Insects cause substantial damage to crops, with the FAO estimating up to 40 percent of global crop losses, totaling around USD 220 billion annually. This underscores the critical need for innovative insect detection methods. Green leaf volatiles (GLVs) are organic compounds emitted by plants in response to insect attacks, offering potential for early detection . Current detection methods like gas chromatography–mass spectroscopy (GC-MS) are costly and complex, limiting real-time monitoring. There is a pressing need for affordable, portable sensors with high sensitivity to monitor GLVs in real time to address this critical agricultural challenge.

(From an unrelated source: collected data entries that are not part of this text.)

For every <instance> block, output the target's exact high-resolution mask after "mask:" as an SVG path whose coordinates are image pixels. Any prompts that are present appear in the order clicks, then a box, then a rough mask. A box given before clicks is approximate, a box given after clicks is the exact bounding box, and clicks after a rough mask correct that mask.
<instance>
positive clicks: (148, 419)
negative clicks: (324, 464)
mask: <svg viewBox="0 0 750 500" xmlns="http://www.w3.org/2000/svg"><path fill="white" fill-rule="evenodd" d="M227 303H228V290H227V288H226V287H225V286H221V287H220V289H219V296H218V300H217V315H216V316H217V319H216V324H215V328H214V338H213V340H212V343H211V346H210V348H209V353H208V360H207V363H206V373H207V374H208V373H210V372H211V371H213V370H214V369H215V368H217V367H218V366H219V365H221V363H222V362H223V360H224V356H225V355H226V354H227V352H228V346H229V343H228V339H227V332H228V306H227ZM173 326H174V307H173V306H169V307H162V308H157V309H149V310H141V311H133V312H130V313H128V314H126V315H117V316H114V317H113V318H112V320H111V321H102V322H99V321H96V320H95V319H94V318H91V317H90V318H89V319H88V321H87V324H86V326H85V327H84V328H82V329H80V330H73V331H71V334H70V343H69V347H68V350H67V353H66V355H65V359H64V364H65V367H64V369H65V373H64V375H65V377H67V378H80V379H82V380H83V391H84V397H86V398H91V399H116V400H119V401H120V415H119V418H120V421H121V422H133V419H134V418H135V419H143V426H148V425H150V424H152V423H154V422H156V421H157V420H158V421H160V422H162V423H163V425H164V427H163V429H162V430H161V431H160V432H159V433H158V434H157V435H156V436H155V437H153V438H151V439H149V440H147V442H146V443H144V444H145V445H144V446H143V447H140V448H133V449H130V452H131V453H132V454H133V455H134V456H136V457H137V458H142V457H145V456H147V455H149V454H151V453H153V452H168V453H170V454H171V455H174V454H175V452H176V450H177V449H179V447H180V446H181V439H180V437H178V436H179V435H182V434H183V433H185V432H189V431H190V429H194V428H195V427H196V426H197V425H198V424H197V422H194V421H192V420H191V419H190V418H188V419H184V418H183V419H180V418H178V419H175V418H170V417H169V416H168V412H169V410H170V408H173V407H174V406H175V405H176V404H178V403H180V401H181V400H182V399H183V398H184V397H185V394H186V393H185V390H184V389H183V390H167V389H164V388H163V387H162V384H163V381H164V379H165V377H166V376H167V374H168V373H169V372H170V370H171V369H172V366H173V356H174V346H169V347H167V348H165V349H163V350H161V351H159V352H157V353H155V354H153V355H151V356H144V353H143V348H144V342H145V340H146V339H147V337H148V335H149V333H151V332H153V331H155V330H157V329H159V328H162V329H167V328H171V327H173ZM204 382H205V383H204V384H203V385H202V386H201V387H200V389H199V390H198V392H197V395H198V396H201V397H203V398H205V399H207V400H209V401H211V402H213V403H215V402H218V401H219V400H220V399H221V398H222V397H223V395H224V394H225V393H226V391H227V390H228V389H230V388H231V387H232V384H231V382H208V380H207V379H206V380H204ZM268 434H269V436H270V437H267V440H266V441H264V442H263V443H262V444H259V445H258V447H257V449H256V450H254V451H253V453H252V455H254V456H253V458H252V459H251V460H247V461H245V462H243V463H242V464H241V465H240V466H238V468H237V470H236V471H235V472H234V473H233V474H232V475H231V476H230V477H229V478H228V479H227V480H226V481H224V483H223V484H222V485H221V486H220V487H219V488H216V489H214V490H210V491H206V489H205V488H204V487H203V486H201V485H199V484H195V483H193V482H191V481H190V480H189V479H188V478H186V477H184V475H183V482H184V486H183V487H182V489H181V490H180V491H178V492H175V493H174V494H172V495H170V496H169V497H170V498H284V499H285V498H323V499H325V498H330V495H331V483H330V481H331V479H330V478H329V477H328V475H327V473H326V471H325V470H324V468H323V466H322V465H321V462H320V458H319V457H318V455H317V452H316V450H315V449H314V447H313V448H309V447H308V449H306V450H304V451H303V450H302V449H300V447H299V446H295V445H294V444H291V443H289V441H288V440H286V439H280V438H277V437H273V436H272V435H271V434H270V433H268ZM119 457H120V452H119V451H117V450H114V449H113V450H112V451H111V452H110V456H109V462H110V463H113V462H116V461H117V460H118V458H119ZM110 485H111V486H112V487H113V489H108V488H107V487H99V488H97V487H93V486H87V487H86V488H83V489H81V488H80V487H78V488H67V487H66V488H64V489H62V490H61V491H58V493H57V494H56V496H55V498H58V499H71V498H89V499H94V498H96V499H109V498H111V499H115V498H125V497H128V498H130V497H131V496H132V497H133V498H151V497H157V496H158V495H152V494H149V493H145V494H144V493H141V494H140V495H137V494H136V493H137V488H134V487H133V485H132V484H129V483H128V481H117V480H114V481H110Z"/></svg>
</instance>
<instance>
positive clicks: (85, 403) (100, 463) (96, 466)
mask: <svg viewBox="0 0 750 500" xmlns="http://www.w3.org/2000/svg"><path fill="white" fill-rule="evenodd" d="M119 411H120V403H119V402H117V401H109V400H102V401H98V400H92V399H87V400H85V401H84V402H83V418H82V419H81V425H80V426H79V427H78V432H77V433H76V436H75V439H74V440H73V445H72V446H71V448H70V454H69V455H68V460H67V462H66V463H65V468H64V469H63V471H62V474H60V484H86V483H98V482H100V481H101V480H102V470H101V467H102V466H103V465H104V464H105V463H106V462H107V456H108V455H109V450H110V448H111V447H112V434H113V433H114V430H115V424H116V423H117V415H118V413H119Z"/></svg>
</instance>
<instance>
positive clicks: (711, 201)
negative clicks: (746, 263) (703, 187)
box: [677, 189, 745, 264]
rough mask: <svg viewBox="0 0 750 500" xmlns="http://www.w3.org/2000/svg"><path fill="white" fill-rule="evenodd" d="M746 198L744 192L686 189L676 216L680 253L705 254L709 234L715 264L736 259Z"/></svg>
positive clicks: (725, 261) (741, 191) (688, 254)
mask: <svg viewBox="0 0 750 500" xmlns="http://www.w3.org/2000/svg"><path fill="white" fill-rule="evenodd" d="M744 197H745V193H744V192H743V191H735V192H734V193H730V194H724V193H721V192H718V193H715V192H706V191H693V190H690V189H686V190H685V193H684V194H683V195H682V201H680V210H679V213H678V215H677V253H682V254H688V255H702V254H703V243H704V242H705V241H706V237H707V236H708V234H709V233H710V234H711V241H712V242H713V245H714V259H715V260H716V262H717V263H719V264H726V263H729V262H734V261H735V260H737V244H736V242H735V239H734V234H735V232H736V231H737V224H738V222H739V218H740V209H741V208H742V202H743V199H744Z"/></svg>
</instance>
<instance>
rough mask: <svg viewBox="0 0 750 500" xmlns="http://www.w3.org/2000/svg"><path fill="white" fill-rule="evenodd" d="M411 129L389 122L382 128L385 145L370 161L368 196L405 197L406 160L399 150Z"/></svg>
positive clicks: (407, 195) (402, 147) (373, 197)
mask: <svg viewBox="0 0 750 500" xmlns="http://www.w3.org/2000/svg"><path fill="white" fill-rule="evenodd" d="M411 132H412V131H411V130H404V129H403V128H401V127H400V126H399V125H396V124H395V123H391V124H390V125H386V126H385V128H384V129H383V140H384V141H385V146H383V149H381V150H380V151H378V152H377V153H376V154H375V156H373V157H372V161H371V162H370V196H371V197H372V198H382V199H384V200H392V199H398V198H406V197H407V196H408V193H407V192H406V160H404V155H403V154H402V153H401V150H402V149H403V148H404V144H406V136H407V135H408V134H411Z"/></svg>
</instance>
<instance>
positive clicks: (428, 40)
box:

Chemical analyte binding to sensing materials can lead to optical, mechanical, thermal, electrical, and mass changes. By utilizing a transducer capable of detecting these multidimensional changes, sensor performance, including sensitivity and selectivity, can be enhanced. In this study, we developed a novel sensor capable of capturing both piezoelectric and colorimetric signals for the sensitive and selective detection of hexanol, a well-known green leaf volatile. We used a piezoelectric micro quartz tuning fork (MQTF) as the transducer. The MQTF's two prongs were coated with a metal–organic framework (MOF)–thymol blue hybrid sensing material, enabling detection through both color change and resonating frequency shifts upon hexanol binding. MOFs offer a high surface area and tunable pore size, enhancing sensor sensitivity and selectivity. The sensor's frequency shift indicates mass change due to hexanol binding to MOFs, while colorimetric sensing relies on thymol blue's reaction with hexanol. Tests demonstrate the sensor's ability to detect hexanol from 60ppb to 250ppm with high sensitivity and selectivity. Its compact size, cost-effectiveness, simple fabrication, wide detection range, and accuracy make the MOF-based colorimetric–piezoelectric sensor an ideal choice for early insect herbivore attack detection in agriculture.